One thing this question touches on for me is whether or not Shakespeare intended all his talk of visions to be taken literally. In this case, I have automatically treated the dagger Macbeth sees as a hallucination of a sleepless, troubled mind. I wonder if that is too modern a take.

Similarly, but taking the opposite tack, I always assumed Hamlet's father's ghost and its instructions to him were intended to be real, and true, and indeed the two watchmen saw him also. But I have seen criticism from the point of view that the ghost was not real but imagined, which as a modern I should buy save that Hamlet was not the sole witness. Why else I assume Macbeth's vision false and Hamlet's real, I cannot say for sure.

Whether or not the ghost is real is quite significant in interpreting and criticising Hamlet.
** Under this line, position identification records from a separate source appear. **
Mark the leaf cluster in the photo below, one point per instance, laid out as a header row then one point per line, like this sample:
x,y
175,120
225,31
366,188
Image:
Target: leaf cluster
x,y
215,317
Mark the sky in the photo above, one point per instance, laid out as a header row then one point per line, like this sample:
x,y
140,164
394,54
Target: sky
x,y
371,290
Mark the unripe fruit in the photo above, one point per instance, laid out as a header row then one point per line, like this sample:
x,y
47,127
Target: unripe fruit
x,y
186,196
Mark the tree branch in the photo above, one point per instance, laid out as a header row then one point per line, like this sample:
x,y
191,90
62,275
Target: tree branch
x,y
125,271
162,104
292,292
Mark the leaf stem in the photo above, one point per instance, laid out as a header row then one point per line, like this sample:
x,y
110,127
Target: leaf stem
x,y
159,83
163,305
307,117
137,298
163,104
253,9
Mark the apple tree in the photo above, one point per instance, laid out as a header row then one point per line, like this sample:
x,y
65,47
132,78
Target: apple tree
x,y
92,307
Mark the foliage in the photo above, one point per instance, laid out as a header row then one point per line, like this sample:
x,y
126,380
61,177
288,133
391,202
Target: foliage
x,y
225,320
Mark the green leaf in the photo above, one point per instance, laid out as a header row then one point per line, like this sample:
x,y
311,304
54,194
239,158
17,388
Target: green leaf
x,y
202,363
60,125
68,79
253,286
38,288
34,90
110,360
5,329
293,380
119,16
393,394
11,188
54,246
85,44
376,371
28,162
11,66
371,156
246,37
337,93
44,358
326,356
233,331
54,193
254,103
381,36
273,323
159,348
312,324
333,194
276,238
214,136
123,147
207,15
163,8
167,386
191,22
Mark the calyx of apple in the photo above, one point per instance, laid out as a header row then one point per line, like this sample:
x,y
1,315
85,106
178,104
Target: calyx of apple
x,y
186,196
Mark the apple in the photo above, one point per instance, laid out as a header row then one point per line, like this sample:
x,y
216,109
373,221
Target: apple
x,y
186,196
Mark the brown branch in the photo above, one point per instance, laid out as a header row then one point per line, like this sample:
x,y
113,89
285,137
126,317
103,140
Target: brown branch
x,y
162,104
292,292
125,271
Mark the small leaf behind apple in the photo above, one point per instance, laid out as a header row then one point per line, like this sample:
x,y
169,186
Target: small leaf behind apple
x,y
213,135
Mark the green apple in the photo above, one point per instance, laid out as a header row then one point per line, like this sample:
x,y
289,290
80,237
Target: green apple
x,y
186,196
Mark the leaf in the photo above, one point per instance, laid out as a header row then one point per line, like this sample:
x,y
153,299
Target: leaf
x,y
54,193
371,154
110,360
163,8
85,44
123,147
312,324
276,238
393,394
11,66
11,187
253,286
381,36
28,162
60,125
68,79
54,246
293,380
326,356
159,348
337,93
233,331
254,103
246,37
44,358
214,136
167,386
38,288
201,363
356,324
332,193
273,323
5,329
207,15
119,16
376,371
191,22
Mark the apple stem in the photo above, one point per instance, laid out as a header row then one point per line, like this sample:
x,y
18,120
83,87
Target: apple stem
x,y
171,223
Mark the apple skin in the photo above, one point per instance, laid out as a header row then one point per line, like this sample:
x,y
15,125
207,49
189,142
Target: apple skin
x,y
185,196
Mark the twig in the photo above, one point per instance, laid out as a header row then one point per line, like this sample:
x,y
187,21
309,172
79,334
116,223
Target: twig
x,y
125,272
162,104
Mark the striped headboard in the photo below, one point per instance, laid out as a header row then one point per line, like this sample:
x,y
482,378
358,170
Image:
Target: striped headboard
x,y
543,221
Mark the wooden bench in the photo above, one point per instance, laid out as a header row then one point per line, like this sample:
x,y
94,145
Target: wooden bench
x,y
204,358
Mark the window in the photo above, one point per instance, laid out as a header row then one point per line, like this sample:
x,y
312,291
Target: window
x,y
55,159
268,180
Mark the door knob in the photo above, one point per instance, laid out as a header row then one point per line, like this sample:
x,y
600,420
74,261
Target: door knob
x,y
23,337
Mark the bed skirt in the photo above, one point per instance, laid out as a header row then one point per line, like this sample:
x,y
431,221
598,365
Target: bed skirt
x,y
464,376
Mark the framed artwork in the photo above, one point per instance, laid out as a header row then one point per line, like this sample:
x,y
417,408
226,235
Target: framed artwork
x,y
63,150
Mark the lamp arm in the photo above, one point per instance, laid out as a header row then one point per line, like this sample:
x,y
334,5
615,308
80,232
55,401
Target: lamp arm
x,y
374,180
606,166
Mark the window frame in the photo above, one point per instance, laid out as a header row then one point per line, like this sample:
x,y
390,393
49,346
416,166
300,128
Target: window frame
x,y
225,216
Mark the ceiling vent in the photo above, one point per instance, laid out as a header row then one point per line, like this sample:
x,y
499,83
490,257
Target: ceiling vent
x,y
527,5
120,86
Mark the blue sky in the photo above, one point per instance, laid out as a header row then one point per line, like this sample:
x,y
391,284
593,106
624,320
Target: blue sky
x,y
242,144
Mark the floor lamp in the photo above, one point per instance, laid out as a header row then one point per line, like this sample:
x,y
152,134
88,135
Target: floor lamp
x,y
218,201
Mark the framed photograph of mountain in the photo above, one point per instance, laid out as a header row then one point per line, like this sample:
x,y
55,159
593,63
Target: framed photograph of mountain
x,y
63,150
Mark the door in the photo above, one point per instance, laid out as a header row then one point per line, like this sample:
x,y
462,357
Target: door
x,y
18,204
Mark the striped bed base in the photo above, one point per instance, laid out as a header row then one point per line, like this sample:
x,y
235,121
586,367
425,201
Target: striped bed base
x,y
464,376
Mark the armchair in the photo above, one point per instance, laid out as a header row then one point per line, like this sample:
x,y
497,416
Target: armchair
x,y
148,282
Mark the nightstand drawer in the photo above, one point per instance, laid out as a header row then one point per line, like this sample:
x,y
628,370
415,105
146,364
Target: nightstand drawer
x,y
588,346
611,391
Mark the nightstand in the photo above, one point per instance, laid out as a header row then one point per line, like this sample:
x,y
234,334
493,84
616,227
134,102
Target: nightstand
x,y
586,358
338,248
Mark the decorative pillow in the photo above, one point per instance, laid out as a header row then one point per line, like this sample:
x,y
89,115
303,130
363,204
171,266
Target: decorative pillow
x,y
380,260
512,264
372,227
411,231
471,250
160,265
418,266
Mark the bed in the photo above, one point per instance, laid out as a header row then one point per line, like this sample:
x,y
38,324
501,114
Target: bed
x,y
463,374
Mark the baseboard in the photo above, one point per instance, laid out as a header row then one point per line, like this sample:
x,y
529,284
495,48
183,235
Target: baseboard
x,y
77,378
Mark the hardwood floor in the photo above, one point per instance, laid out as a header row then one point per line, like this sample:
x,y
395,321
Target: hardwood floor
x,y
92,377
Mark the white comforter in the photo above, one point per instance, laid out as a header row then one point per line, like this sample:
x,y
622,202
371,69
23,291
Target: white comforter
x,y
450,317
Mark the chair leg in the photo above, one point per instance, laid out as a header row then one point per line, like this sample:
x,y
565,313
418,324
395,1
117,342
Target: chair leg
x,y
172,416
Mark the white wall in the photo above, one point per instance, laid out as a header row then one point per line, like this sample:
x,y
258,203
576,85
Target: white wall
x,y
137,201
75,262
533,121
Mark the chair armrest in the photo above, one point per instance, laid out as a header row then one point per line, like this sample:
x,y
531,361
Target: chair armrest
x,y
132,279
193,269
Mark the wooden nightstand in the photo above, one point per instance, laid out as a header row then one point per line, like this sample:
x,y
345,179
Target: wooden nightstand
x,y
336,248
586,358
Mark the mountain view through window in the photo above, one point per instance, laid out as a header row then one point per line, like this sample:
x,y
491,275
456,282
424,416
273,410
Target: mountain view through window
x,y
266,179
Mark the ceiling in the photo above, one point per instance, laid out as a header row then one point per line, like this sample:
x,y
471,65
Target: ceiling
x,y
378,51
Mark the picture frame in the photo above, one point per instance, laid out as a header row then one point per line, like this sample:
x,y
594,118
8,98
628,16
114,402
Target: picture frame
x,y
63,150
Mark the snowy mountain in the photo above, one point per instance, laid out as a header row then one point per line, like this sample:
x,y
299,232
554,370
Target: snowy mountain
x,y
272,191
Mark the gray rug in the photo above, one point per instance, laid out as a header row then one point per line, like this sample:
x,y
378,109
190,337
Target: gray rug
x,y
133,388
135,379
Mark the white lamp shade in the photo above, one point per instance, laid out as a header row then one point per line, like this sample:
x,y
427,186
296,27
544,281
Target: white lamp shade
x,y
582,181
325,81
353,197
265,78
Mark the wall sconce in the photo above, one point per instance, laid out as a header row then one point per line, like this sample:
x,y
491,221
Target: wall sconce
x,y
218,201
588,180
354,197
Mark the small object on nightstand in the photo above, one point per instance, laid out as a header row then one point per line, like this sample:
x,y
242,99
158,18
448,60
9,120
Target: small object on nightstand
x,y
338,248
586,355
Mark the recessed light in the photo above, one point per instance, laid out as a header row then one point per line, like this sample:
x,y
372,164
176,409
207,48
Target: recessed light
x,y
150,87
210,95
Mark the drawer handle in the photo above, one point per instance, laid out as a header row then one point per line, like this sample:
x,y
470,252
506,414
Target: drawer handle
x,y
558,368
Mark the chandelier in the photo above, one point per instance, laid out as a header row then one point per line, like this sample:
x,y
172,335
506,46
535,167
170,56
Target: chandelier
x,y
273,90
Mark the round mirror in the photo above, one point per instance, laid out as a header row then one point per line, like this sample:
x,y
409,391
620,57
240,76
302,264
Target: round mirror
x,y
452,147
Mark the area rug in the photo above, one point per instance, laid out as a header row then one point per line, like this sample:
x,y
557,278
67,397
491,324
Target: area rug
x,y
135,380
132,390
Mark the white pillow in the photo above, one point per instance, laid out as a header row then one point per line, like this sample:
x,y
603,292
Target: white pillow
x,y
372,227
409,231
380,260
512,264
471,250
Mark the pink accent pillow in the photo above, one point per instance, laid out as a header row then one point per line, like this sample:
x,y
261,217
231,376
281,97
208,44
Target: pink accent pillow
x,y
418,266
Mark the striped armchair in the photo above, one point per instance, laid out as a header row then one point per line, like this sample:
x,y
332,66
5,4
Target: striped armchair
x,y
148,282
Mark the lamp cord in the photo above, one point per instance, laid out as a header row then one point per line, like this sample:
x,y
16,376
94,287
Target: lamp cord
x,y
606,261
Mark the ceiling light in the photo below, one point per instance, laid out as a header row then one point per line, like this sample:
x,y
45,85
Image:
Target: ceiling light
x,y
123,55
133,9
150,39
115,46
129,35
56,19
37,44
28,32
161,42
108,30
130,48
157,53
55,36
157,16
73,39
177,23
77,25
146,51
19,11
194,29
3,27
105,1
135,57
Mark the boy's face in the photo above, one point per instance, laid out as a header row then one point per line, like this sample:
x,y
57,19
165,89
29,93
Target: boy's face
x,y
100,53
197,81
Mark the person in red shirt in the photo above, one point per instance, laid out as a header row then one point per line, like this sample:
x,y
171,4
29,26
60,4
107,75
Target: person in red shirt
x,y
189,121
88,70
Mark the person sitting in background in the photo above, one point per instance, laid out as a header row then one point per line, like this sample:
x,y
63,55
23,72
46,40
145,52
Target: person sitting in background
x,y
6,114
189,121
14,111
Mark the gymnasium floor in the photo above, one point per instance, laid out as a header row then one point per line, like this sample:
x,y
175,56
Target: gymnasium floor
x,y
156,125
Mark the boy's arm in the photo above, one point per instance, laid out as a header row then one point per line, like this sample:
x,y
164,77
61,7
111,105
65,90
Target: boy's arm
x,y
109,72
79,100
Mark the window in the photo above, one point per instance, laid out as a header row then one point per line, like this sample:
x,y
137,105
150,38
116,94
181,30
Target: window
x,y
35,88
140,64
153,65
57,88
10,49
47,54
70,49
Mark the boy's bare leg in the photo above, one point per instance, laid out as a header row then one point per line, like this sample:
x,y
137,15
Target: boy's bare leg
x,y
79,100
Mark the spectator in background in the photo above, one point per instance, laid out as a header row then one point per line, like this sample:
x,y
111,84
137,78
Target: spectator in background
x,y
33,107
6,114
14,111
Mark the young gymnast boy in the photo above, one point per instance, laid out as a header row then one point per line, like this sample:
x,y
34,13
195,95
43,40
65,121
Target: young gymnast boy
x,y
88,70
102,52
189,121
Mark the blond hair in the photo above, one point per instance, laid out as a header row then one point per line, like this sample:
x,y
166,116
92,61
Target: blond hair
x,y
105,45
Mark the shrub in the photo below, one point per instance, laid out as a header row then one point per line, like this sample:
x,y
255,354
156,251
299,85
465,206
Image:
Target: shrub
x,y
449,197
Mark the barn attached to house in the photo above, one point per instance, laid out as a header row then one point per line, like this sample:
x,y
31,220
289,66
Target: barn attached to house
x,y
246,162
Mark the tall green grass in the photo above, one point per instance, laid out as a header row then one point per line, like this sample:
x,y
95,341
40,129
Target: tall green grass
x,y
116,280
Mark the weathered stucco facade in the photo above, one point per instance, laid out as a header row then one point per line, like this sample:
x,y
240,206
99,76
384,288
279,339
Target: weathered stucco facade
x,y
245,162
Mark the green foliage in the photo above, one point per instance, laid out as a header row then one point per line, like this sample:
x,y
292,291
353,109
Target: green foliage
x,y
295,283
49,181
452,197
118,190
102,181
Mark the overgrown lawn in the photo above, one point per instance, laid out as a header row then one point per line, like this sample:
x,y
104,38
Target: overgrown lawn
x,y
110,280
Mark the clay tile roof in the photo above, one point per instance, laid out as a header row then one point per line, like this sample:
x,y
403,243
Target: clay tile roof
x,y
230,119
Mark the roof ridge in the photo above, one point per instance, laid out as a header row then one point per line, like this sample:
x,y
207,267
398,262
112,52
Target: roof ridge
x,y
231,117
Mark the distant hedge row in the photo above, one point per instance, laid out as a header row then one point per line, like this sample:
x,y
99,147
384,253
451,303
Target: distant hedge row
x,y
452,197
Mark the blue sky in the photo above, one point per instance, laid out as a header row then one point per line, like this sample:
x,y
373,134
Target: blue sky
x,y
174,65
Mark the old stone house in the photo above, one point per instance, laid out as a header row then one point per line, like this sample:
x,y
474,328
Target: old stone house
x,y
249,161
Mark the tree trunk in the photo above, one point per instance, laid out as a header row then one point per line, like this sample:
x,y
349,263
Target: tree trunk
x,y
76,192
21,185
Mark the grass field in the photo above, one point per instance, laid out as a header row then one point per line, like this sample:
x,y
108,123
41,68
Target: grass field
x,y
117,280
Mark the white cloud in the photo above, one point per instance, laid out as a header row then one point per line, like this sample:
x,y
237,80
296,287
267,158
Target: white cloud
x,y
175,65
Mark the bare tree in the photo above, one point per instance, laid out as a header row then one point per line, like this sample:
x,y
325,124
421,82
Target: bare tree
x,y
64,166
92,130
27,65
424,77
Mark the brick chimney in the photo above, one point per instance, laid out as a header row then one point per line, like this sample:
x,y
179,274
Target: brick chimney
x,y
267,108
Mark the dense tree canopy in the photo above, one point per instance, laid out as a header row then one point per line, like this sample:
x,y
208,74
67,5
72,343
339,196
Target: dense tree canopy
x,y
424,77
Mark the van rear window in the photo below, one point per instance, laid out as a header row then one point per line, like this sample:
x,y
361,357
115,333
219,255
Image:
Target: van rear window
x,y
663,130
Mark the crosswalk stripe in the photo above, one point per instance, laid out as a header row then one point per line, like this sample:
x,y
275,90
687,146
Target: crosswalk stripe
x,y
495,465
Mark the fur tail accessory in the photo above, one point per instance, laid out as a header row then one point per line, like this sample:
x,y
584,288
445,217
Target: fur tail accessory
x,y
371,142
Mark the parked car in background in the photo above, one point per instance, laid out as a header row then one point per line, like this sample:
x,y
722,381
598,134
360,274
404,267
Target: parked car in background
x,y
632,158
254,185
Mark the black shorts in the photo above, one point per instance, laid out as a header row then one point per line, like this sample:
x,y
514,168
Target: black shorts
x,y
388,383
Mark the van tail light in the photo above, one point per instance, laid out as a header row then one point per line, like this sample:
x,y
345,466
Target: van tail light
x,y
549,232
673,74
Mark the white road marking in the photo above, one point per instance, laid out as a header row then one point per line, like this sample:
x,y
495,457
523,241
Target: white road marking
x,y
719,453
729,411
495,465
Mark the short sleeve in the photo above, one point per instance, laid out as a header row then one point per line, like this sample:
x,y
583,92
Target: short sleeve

All of his intellectual and moral speculation, his reluctance and fear, is entirely supportable as the mind of a partly bookish prince in a culture in which, for all its violence, naked murder of an uncle would not be seen as everyday behaviour. He can just as easily have been dominated by the question of whether the ghost spoke truly or was some tempter sent from the devil. Even as a renaissance man.

His fixation on moral and metaphysical questions is believable, if uncommon to us now. But in the end, I always figure he was overdoing it- he knew his father had been murdered and usurped, a throne that should have been his [even given Denmark's quasi-elective monarchy] taken by his uncle, and so on. Hamlet was also portrayed as a warrior, if only second-hand. What Danish prince, knowing what he knew, would stand for such outrages and not resort to cunning and force? He could convince enough people that his story was true without modern forensic standards, and thus avoid the taint of usurpation himself. So why did he not act at last, and in a less convoluted way that exposed himself to less unnecessary peril?

The out of universe answer is that Shakespeare had ideas to explore along the lines you give for other plays. The in-universe answer would be to add to his mental burdens doubt whether what he saw was even real.

Any of us today would have that as our primary reaction. But until a few years ago it never occurred to me to read the play that way. Not in school, not in watching filmed versions, not once. I always assumed the ghost was real and so intended.

GO figure.

Hope that was clear- I really should be writing something else but am procrastinating at grandmaster level.